5. Oligoset Generation

The final step in designing oligos is to organize them into optimal sets that maximize experimental efficiency and reliability. This step evaluates individual oligos, groups them into sets of non-overlapping oligos and ranks the sets by their overall efficiency scores. The OligosetGenerator ensures that only the best-performing sets of oligos are selected for downstream experimental use.

Key Objectives in Oligoset Generation

  • Scoring Individual Oligos: Each oligo is assigned a score based on its theoretical efficiency in the experimental context. Scores are computed using a class derived from OligoScoringBase. A list of implemented oligo scores is available here.

  • Scoring Oligo Sets: Once individual oligos are scored, they are grouped into sets of oligos based on a set generator. A scoring class derived from SetScoringBase evaluates the overall efficiency of each set. A list of implemented oligo scores is available here.

  • Generating Oligo Sets: Oligos in each set can be selected based on their positional overlap (OligosetGeneratorIndependentSet) or the homogeneity of specified oligo properties (HomogeneousPropertyOligoSetGenerator).

  • Selection Policies: The OligoSelectionPolicy classes define the strategy for selecting and optimizing non-overlapping oligo sets from a pool of candidates. These policies use greedy or graph-based approaches to navigate the large combinatorial space of possible oligo combinations. This ensures the generated sets meet experimental requirements while adhering to constraints like set size and distance between oligos.
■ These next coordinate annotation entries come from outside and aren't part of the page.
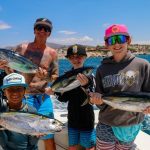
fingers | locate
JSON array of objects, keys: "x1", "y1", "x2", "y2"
[
  {"x1": 45, "y1": 87, "x2": 54, "y2": 95},
  {"x1": 143, "y1": 106, "x2": 150, "y2": 114},
  {"x1": 77, "y1": 73, "x2": 89, "y2": 86},
  {"x1": 0, "y1": 60, "x2": 8, "y2": 69},
  {"x1": 89, "y1": 92, "x2": 103, "y2": 105},
  {"x1": 36, "y1": 67, "x2": 48, "y2": 79}
]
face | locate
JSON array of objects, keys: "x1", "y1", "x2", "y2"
[
  {"x1": 34, "y1": 25, "x2": 51, "y2": 39},
  {"x1": 105, "y1": 35, "x2": 130, "y2": 56},
  {"x1": 68, "y1": 55, "x2": 86, "y2": 69},
  {"x1": 4, "y1": 86, "x2": 25, "y2": 105}
]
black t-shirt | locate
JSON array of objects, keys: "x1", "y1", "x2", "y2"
[{"x1": 0, "y1": 69, "x2": 7, "y2": 98}]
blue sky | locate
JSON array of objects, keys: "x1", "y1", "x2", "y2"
[{"x1": 0, "y1": 0, "x2": 150, "y2": 47}]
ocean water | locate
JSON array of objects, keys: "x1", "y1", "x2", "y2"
[{"x1": 52, "y1": 55, "x2": 150, "y2": 135}]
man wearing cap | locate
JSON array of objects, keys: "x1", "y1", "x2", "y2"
[
  {"x1": 0, "y1": 73, "x2": 39, "y2": 150},
  {"x1": 90, "y1": 24, "x2": 150, "y2": 150},
  {"x1": 0, "y1": 18, "x2": 58, "y2": 150},
  {"x1": 47, "y1": 44, "x2": 96, "y2": 150}
]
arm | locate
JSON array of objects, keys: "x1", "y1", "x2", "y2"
[
  {"x1": 48, "y1": 49, "x2": 59, "y2": 81},
  {"x1": 0, "y1": 98, "x2": 7, "y2": 112}
]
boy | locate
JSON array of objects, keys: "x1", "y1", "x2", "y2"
[
  {"x1": 0, "y1": 73, "x2": 38, "y2": 150},
  {"x1": 90, "y1": 24, "x2": 150, "y2": 150},
  {"x1": 47, "y1": 44, "x2": 96, "y2": 150}
]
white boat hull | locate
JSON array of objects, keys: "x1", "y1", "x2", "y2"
[{"x1": 39, "y1": 110, "x2": 150, "y2": 150}]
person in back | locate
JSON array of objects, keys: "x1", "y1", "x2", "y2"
[
  {"x1": 47, "y1": 44, "x2": 96, "y2": 150},
  {"x1": 0, "y1": 73, "x2": 42, "y2": 150},
  {"x1": 0, "y1": 18, "x2": 58, "y2": 150},
  {"x1": 90, "y1": 24, "x2": 150, "y2": 150}
]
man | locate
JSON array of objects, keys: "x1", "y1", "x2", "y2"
[
  {"x1": 0, "y1": 73, "x2": 39, "y2": 150},
  {"x1": 0, "y1": 18, "x2": 58, "y2": 150}
]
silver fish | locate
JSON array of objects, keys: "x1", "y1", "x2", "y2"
[
  {"x1": 51, "y1": 67, "x2": 94, "y2": 93},
  {"x1": 102, "y1": 92, "x2": 150, "y2": 112},
  {"x1": 0, "y1": 112, "x2": 64, "y2": 135},
  {"x1": 0, "y1": 49, "x2": 38, "y2": 73}
]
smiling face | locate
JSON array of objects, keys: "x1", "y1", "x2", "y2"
[
  {"x1": 4, "y1": 86, "x2": 25, "y2": 109},
  {"x1": 34, "y1": 25, "x2": 51, "y2": 40},
  {"x1": 68, "y1": 55, "x2": 86, "y2": 69},
  {"x1": 105, "y1": 35, "x2": 131, "y2": 58}
]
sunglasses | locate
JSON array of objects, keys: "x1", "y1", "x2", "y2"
[
  {"x1": 106, "y1": 35, "x2": 127, "y2": 45},
  {"x1": 69, "y1": 55, "x2": 83, "y2": 60},
  {"x1": 35, "y1": 25, "x2": 51, "y2": 32}
]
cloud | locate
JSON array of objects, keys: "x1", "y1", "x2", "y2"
[
  {"x1": 102, "y1": 23, "x2": 110, "y2": 28},
  {"x1": 50, "y1": 35, "x2": 94, "y2": 44},
  {"x1": 58, "y1": 30, "x2": 77, "y2": 35},
  {"x1": 132, "y1": 40, "x2": 150, "y2": 45},
  {"x1": 0, "y1": 5, "x2": 2, "y2": 11},
  {"x1": 0, "y1": 21, "x2": 11, "y2": 30}
]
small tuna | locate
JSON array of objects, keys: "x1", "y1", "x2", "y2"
[
  {"x1": 0, "y1": 49, "x2": 38, "y2": 73},
  {"x1": 0, "y1": 112, "x2": 64, "y2": 136},
  {"x1": 102, "y1": 92, "x2": 150, "y2": 112}
]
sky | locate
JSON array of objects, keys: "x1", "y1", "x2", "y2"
[{"x1": 0, "y1": 0, "x2": 150, "y2": 47}]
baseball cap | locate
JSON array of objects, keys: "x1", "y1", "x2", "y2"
[
  {"x1": 34, "y1": 18, "x2": 53, "y2": 31},
  {"x1": 104, "y1": 24, "x2": 130, "y2": 40},
  {"x1": 1, "y1": 73, "x2": 27, "y2": 90},
  {"x1": 65, "y1": 44, "x2": 87, "y2": 57}
]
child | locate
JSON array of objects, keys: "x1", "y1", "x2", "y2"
[
  {"x1": 47, "y1": 45, "x2": 96, "y2": 150},
  {"x1": 0, "y1": 73, "x2": 39, "y2": 150},
  {"x1": 90, "y1": 24, "x2": 150, "y2": 150}
]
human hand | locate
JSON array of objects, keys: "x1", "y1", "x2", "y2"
[
  {"x1": 36, "y1": 67, "x2": 48, "y2": 79},
  {"x1": 36, "y1": 133, "x2": 46, "y2": 138},
  {"x1": 89, "y1": 92, "x2": 103, "y2": 105},
  {"x1": 143, "y1": 106, "x2": 150, "y2": 114},
  {"x1": 45, "y1": 87, "x2": 54, "y2": 95},
  {"x1": 77, "y1": 73, "x2": 89, "y2": 86},
  {"x1": 0, "y1": 60, "x2": 13, "y2": 74}
]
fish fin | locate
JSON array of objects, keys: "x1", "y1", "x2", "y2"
[
  {"x1": 81, "y1": 98, "x2": 89, "y2": 106},
  {"x1": 0, "y1": 127, "x2": 6, "y2": 131},
  {"x1": 81, "y1": 87, "x2": 90, "y2": 106}
]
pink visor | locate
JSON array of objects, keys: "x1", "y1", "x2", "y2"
[{"x1": 104, "y1": 24, "x2": 130, "y2": 40}]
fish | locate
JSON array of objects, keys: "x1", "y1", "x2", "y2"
[
  {"x1": 0, "y1": 112, "x2": 64, "y2": 136},
  {"x1": 51, "y1": 66, "x2": 94, "y2": 93},
  {"x1": 102, "y1": 92, "x2": 150, "y2": 112},
  {"x1": 0, "y1": 48, "x2": 38, "y2": 74}
]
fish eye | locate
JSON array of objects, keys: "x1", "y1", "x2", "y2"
[{"x1": 52, "y1": 120, "x2": 56, "y2": 124}]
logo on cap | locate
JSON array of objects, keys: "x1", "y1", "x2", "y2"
[
  {"x1": 112, "y1": 26, "x2": 120, "y2": 33},
  {"x1": 6, "y1": 77, "x2": 22, "y2": 84},
  {"x1": 72, "y1": 45, "x2": 78, "y2": 54}
]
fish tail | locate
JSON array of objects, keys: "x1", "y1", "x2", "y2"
[{"x1": 81, "y1": 87, "x2": 90, "y2": 106}]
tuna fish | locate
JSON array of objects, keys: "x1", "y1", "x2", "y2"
[
  {"x1": 0, "y1": 112, "x2": 64, "y2": 135},
  {"x1": 0, "y1": 49, "x2": 38, "y2": 73},
  {"x1": 102, "y1": 92, "x2": 150, "y2": 112}
]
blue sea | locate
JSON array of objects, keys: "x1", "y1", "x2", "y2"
[{"x1": 52, "y1": 55, "x2": 150, "y2": 135}]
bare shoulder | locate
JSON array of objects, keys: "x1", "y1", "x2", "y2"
[{"x1": 15, "y1": 43, "x2": 29, "y2": 54}]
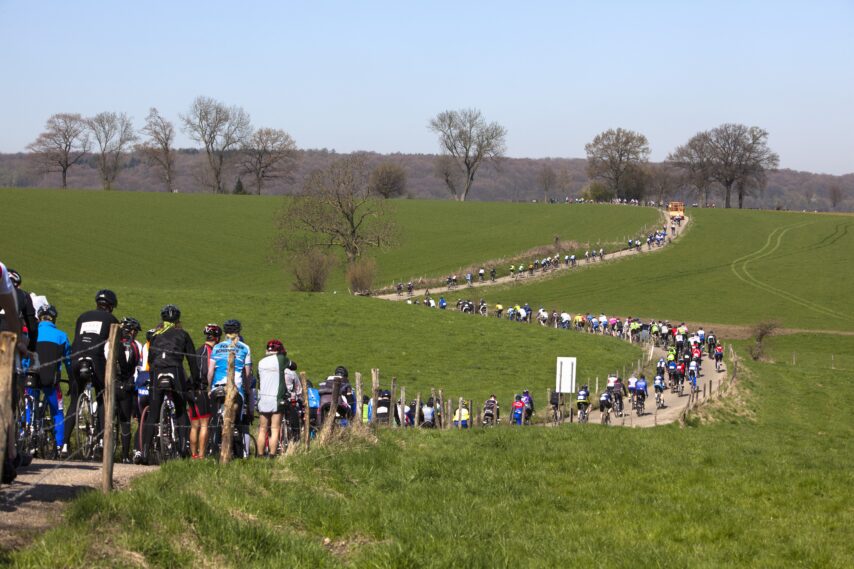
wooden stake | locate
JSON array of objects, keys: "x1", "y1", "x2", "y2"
[
  {"x1": 101, "y1": 324, "x2": 121, "y2": 494},
  {"x1": 356, "y1": 371, "x2": 364, "y2": 423},
  {"x1": 299, "y1": 371, "x2": 311, "y2": 449},
  {"x1": 0, "y1": 332, "x2": 17, "y2": 484},
  {"x1": 219, "y1": 338, "x2": 237, "y2": 464}
]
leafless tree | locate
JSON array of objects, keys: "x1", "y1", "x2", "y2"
[
  {"x1": 584, "y1": 128, "x2": 649, "y2": 198},
  {"x1": 667, "y1": 132, "x2": 715, "y2": 207},
  {"x1": 240, "y1": 128, "x2": 299, "y2": 196},
  {"x1": 647, "y1": 162, "x2": 679, "y2": 204},
  {"x1": 429, "y1": 109, "x2": 507, "y2": 201},
  {"x1": 277, "y1": 154, "x2": 397, "y2": 263},
  {"x1": 368, "y1": 162, "x2": 406, "y2": 199},
  {"x1": 86, "y1": 112, "x2": 137, "y2": 190},
  {"x1": 27, "y1": 113, "x2": 89, "y2": 188},
  {"x1": 537, "y1": 164, "x2": 557, "y2": 203},
  {"x1": 708, "y1": 123, "x2": 780, "y2": 208},
  {"x1": 828, "y1": 184, "x2": 845, "y2": 209},
  {"x1": 137, "y1": 107, "x2": 175, "y2": 192},
  {"x1": 181, "y1": 97, "x2": 252, "y2": 193}
]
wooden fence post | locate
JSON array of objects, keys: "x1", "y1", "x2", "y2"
[
  {"x1": 388, "y1": 376, "x2": 397, "y2": 427},
  {"x1": 299, "y1": 371, "x2": 311, "y2": 449},
  {"x1": 0, "y1": 332, "x2": 17, "y2": 486},
  {"x1": 101, "y1": 324, "x2": 121, "y2": 494},
  {"x1": 369, "y1": 368, "x2": 380, "y2": 425},
  {"x1": 219, "y1": 338, "x2": 239, "y2": 464},
  {"x1": 356, "y1": 371, "x2": 364, "y2": 423}
]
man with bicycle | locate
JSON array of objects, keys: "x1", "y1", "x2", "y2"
[
  {"x1": 142, "y1": 304, "x2": 199, "y2": 460},
  {"x1": 65, "y1": 289, "x2": 119, "y2": 450},
  {"x1": 30, "y1": 304, "x2": 71, "y2": 458}
]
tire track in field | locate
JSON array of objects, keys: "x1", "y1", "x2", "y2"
[{"x1": 730, "y1": 221, "x2": 851, "y2": 320}]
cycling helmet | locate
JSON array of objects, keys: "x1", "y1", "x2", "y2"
[
  {"x1": 6, "y1": 267, "x2": 21, "y2": 288},
  {"x1": 160, "y1": 304, "x2": 181, "y2": 322},
  {"x1": 204, "y1": 324, "x2": 222, "y2": 340},
  {"x1": 120, "y1": 316, "x2": 142, "y2": 332},
  {"x1": 36, "y1": 304, "x2": 59, "y2": 321},
  {"x1": 95, "y1": 288, "x2": 119, "y2": 308}
]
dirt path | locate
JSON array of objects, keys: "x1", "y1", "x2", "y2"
[
  {"x1": 589, "y1": 348, "x2": 727, "y2": 427},
  {"x1": 0, "y1": 459, "x2": 157, "y2": 551},
  {"x1": 374, "y1": 217, "x2": 690, "y2": 300}
]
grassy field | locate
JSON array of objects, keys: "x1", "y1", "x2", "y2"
[
  {"x1": 488, "y1": 209, "x2": 854, "y2": 331},
  {"x1": 0, "y1": 189, "x2": 659, "y2": 293},
  {"x1": 7, "y1": 339, "x2": 854, "y2": 568}
]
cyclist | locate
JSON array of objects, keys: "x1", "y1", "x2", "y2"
[
  {"x1": 208, "y1": 320, "x2": 252, "y2": 442},
  {"x1": 114, "y1": 316, "x2": 142, "y2": 464},
  {"x1": 65, "y1": 289, "x2": 119, "y2": 458},
  {"x1": 257, "y1": 339, "x2": 290, "y2": 456},
  {"x1": 715, "y1": 342, "x2": 724, "y2": 371},
  {"x1": 188, "y1": 323, "x2": 222, "y2": 459},
  {"x1": 652, "y1": 373, "x2": 664, "y2": 407},
  {"x1": 30, "y1": 304, "x2": 71, "y2": 458},
  {"x1": 142, "y1": 304, "x2": 199, "y2": 459},
  {"x1": 635, "y1": 374, "x2": 649, "y2": 410},
  {"x1": 575, "y1": 383, "x2": 590, "y2": 415}
]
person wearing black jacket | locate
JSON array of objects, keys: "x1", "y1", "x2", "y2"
[
  {"x1": 63, "y1": 289, "x2": 119, "y2": 450},
  {"x1": 142, "y1": 304, "x2": 199, "y2": 461},
  {"x1": 115, "y1": 317, "x2": 142, "y2": 463}
]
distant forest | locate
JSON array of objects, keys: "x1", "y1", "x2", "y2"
[{"x1": 0, "y1": 149, "x2": 854, "y2": 211}]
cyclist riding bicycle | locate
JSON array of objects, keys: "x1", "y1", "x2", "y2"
[
  {"x1": 27, "y1": 304, "x2": 71, "y2": 458},
  {"x1": 142, "y1": 304, "x2": 199, "y2": 461}
]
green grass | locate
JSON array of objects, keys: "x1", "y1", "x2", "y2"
[
  {"x1": 9, "y1": 344, "x2": 854, "y2": 568},
  {"x1": 488, "y1": 209, "x2": 854, "y2": 330},
  {"x1": 0, "y1": 189, "x2": 659, "y2": 293}
]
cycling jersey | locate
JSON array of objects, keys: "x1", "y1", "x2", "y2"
[{"x1": 211, "y1": 340, "x2": 252, "y2": 396}]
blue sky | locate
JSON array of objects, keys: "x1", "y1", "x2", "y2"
[{"x1": 0, "y1": 0, "x2": 854, "y2": 174}]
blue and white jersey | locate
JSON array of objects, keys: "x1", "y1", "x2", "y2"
[{"x1": 211, "y1": 340, "x2": 252, "y2": 395}]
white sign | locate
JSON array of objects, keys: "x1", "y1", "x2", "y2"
[{"x1": 555, "y1": 358, "x2": 576, "y2": 393}]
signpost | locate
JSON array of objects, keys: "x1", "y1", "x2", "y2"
[{"x1": 555, "y1": 358, "x2": 577, "y2": 393}]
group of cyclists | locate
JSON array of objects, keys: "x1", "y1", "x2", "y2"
[{"x1": 0, "y1": 265, "x2": 364, "y2": 475}]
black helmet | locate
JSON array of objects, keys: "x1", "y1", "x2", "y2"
[
  {"x1": 6, "y1": 267, "x2": 21, "y2": 288},
  {"x1": 204, "y1": 324, "x2": 222, "y2": 340},
  {"x1": 37, "y1": 304, "x2": 59, "y2": 321},
  {"x1": 160, "y1": 304, "x2": 181, "y2": 322},
  {"x1": 120, "y1": 316, "x2": 142, "y2": 332},
  {"x1": 95, "y1": 288, "x2": 119, "y2": 308}
]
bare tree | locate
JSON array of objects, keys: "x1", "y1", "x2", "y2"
[
  {"x1": 828, "y1": 184, "x2": 845, "y2": 209},
  {"x1": 584, "y1": 128, "x2": 649, "y2": 198},
  {"x1": 240, "y1": 128, "x2": 299, "y2": 196},
  {"x1": 27, "y1": 113, "x2": 89, "y2": 188},
  {"x1": 708, "y1": 123, "x2": 780, "y2": 208},
  {"x1": 429, "y1": 109, "x2": 507, "y2": 201},
  {"x1": 86, "y1": 112, "x2": 137, "y2": 190},
  {"x1": 667, "y1": 132, "x2": 715, "y2": 207},
  {"x1": 647, "y1": 162, "x2": 679, "y2": 204},
  {"x1": 277, "y1": 154, "x2": 396, "y2": 263},
  {"x1": 137, "y1": 107, "x2": 175, "y2": 193},
  {"x1": 368, "y1": 162, "x2": 406, "y2": 199},
  {"x1": 181, "y1": 97, "x2": 252, "y2": 193},
  {"x1": 537, "y1": 164, "x2": 557, "y2": 203}
]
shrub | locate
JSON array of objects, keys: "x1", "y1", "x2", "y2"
[
  {"x1": 347, "y1": 259, "x2": 377, "y2": 293},
  {"x1": 291, "y1": 249, "x2": 335, "y2": 292}
]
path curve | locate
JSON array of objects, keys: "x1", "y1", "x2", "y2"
[{"x1": 374, "y1": 217, "x2": 691, "y2": 300}]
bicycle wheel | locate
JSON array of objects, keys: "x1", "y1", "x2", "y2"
[
  {"x1": 157, "y1": 398, "x2": 179, "y2": 463},
  {"x1": 74, "y1": 393, "x2": 95, "y2": 460}
]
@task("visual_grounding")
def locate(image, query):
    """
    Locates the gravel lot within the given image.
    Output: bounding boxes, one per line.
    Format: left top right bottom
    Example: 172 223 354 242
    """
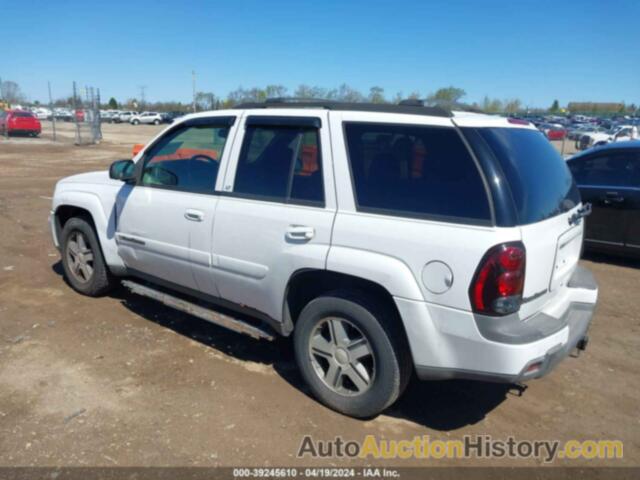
0 122 640 466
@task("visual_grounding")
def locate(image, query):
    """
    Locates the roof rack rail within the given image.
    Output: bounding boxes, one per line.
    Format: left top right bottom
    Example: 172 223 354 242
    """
232 97 453 117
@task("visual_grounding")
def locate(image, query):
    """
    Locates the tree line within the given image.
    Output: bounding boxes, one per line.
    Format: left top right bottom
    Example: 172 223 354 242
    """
0 80 638 115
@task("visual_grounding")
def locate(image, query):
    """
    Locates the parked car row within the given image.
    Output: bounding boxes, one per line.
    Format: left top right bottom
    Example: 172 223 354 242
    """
522 115 640 150
567 141 640 257
100 110 185 125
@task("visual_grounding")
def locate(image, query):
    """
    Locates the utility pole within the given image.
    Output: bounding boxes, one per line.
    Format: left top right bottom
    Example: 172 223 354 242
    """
47 82 56 142
138 85 147 109
191 70 196 113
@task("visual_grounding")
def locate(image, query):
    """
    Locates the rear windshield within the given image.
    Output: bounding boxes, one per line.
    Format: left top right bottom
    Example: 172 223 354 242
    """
344 122 492 224
463 128 580 225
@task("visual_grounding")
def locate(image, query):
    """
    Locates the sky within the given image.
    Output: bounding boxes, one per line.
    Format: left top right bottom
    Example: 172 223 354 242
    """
0 0 640 107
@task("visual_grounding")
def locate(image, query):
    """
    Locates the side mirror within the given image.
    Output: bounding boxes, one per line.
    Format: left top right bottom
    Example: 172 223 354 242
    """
109 160 136 182
131 143 144 158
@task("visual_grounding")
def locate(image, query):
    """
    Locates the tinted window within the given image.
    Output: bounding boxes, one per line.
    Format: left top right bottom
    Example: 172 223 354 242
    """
470 128 580 225
142 126 229 193
569 152 640 187
234 126 324 204
345 123 491 223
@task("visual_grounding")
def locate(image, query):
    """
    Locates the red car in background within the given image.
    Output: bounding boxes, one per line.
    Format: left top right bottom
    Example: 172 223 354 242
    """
0 110 42 137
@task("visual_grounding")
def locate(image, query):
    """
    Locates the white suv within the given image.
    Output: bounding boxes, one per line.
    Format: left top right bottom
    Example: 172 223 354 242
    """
50 102 598 417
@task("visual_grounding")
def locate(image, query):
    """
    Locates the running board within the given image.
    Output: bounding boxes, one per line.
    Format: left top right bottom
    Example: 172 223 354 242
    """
122 280 274 341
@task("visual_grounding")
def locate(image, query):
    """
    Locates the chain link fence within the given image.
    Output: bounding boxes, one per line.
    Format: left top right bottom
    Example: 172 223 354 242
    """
72 82 102 145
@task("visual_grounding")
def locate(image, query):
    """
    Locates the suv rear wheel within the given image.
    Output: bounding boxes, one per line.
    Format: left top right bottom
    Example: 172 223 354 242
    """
294 291 411 418
61 217 115 297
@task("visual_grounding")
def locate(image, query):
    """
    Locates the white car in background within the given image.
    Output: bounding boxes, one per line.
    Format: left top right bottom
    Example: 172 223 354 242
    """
112 110 138 123
576 125 640 150
32 107 53 120
129 112 163 125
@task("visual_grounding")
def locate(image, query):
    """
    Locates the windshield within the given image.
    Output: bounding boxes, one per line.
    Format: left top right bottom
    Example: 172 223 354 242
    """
462 128 580 225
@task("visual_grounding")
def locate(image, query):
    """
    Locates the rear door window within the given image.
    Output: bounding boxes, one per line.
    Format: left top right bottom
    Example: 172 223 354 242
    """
233 125 324 205
344 122 491 224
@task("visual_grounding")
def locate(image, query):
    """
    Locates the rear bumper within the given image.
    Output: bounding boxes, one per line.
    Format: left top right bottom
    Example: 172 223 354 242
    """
396 267 598 383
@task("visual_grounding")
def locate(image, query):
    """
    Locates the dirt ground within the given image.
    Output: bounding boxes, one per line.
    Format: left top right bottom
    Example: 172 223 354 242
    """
0 123 640 466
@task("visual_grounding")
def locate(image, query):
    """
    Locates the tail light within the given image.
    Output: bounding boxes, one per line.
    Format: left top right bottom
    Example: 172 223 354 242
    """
469 242 526 315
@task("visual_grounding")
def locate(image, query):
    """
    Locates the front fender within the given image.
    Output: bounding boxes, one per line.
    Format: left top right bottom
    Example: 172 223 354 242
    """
52 190 126 274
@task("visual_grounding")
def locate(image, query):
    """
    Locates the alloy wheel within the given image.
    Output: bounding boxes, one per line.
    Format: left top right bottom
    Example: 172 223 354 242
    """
67 231 94 283
309 317 376 395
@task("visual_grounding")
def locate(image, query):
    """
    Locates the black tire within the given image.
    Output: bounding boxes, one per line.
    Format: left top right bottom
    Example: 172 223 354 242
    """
294 291 412 418
61 217 116 297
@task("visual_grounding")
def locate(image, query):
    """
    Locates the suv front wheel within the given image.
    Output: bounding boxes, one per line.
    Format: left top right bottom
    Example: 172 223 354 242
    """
61 217 115 297
294 291 411 418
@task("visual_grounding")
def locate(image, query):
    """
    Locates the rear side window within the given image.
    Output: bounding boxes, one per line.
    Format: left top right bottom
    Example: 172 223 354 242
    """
344 122 491 224
569 152 640 187
233 126 324 205
462 128 580 225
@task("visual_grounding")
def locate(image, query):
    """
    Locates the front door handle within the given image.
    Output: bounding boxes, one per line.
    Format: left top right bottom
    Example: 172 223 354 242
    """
287 225 316 240
603 192 624 205
184 208 204 222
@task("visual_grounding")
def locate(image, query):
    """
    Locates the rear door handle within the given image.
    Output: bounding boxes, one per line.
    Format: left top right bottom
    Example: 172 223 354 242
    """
287 225 316 240
184 208 204 222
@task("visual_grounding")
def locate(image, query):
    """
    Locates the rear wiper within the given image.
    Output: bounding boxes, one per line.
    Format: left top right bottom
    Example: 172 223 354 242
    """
569 203 591 225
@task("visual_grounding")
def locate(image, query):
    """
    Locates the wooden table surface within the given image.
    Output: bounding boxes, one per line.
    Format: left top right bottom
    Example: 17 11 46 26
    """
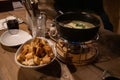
0 9 120 80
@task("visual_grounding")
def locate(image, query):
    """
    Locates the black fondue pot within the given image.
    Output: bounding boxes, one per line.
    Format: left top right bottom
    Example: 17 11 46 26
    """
55 12 100 42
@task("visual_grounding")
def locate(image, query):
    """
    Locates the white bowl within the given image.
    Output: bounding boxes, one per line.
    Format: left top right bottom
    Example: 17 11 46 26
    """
15 37 56 69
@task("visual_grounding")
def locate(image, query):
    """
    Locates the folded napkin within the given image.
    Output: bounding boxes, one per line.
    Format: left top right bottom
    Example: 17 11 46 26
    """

In this tutorial we show how one can:

Imports and setup

[1]:
import os
import seaborn as sns
import matplotlib.pyplot as plt

from pathlib import Path
from Bio.SeqUtils import MeltingTemp as mt

from oligo_designer_toolsuite.database import OligoDatabase
from oligo_designer_toolsuite.oligo_efficiency_filter import (
    LowestSetScoring,
    IsoformConsensusScorer,
    NormalizedDeviationFromOptimalTmScorer,
    NormalizedDeviationFromOptimalGCContentScorer,
    OligoScoring
)
from oligo_designer_toolsuite.oligo_property_calculator import (
    GCContentProperty,
    PropertyCalculator,
    TmNNProperty,
)
from oligo_designer_toolsuite.oligo_selection import (
    GraphBasedSelectionPolicy,
    OligosetGeneratorIndependentSet,
)
[2]:
dir_output = os.path.abspath("./results")
Path(dir_output).mkdir(parents=True, exist_ok=True)

n_jobs = 3
[3]:
# parameters
oligo_Tm_opt = 65
oligo_GC_content_opt = 50
oligo_isoform_weight = 2
oligo_Tm_weight = 1
oligo_GC_weight = 1

pre_filter = False
n_attempts = 100000
heuristic = True
heuristic_n_attempts = 100
clique_init_approximation = False

max_graph_size = 5000
distance_between_oligos = 0

oligo_size_opt = 5
oligo_size_min = 3
n_sets = 100

oligo_GC_content_min = 40
oligo_GC_content_max = 60

oligo_Tm_min = 60
oligo_Tm_max = 70

Tm_parameters_oligo = {
    "nn_table": "DNA_NN3", # Allawi & SantaLucia (1997)
    "tmm_table": "DNA_TMM1", #default
    "imm_table": "DNA_IMM1", #default
    "de_table": "DNA_DE1", #default
    "dnac1": 50, #[nM]
    "dnac2": 0, #[nM]
    "saltcorr": 7, # Owczarzy et al. (2008)
    "Na": 39, #[mM]
    "K": 75, #[mM]
    "Tris": 20, #[mM]
    "Mg": 10, #[mM]
    "dNTPs": 0, #[mM] default
}
Tm_parameters_oligo["nn_table"] = getattr(mt, Tm_parameters_oligo["nn_table"])
Tm_parameters_oligo["tmm_table"] = getattr(mt, Tm_parameters_oligo["tmm_table"])
Tm_parameters_oligo["imm_table"] = getattr(mt, Tm_parameters_oligo["imm_table"])
Tm_parameters_oligo["de_table"] = getattr(mt, Tm_parameters_oligo["de_table"])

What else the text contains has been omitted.